Pretty cool, right? But whether we’re talking about ‘moonshots,’ ‘mars-shots,’ or ‘mindshots,’ such endeavors always make a certain number of people ask, “What’s the point?”
That was the exact question I asked when I read the College Board’s recent report on the benefits of higher education for individuals and society.
According to the report, college graduates who enrolled at age 18 and earned a degree in four years “can expect to earn enough relative to a high school graduate” by age 33 to make up for paying tuition and other costs and for being out of the workforce while in college. Equally important, getting a degree means greater employment stability and a reduced risk of becoming unemployed.
While the benefits of obtaining a college degree are undeniable, for too many Americans these benefits are still inaccessible.
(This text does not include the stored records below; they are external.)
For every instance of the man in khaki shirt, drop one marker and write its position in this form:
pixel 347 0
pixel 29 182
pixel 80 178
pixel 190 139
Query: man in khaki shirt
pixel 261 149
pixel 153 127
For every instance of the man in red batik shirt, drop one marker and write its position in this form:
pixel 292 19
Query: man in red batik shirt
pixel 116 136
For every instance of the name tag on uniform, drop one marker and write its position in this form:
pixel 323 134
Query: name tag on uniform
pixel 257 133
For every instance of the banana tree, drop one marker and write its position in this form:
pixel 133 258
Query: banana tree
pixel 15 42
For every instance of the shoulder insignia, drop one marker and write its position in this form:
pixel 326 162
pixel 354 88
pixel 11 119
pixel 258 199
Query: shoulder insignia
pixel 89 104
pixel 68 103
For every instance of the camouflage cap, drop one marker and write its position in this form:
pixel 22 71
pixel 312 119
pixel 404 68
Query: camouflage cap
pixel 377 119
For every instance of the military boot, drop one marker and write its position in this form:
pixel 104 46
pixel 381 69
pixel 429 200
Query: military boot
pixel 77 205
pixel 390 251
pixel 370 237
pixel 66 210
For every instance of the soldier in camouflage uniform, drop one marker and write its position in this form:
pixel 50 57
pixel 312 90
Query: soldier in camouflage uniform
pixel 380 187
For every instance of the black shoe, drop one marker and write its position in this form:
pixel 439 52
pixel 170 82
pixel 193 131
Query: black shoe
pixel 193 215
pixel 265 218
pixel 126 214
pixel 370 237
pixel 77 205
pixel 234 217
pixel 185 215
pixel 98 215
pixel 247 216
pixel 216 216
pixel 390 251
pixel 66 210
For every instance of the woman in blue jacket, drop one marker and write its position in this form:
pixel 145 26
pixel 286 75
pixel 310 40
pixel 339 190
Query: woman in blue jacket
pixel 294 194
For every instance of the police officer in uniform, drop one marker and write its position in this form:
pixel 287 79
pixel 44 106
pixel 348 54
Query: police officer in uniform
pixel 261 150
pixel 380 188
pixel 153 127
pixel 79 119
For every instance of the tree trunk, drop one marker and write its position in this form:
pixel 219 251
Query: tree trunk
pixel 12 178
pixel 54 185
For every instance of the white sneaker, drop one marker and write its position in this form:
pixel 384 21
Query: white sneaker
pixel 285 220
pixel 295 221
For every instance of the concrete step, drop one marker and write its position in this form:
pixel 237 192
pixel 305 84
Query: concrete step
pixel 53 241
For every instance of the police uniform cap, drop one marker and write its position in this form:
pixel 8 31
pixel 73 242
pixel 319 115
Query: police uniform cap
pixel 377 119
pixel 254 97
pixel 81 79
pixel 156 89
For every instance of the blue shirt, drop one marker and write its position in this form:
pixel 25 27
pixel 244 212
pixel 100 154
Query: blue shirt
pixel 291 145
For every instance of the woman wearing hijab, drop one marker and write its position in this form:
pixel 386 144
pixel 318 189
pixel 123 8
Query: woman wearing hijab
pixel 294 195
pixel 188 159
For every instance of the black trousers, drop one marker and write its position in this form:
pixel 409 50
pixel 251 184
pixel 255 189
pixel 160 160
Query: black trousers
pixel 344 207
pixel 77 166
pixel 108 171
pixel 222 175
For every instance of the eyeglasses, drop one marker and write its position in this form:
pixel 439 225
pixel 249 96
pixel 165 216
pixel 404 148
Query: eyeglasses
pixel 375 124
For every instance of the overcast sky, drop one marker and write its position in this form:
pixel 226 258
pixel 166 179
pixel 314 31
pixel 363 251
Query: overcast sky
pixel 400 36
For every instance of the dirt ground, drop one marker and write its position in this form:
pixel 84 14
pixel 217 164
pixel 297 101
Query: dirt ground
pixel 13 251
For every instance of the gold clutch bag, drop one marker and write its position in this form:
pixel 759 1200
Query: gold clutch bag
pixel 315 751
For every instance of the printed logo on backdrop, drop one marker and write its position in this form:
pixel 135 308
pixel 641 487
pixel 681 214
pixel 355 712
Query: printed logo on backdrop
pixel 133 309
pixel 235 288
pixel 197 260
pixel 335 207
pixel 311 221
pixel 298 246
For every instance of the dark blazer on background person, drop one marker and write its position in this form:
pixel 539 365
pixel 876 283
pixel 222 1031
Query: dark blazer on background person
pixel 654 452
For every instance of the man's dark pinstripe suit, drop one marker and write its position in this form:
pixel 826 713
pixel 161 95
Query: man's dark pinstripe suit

That’s because significant barriers remain for young adults who want to attend college, especially those from low-income backgrounds. According to a recent report from the Institute for Higher Education Policy, critical gaps in affordability exist even at public flagship institutions for all but the wealthiest students.
The barriers are even more daunting for the 70 million adults in the U.S. who have attained only a high school diploma, and they’re practically insurmountable for the 2.3 million adults incarcerated in state and federal prisons.
All of which leads me to ask, “If higher education isn’t accessible to everyone in the U.S., regardless of their race, background, or current socioeconomic status, what’s the point?
To my way of thinking, the most important thing we can undertake in the next decade is making college-level education affordable and easily accessible to everyone in the U.S.
That seems to be a moonshot that really matters and one that’s really worth making.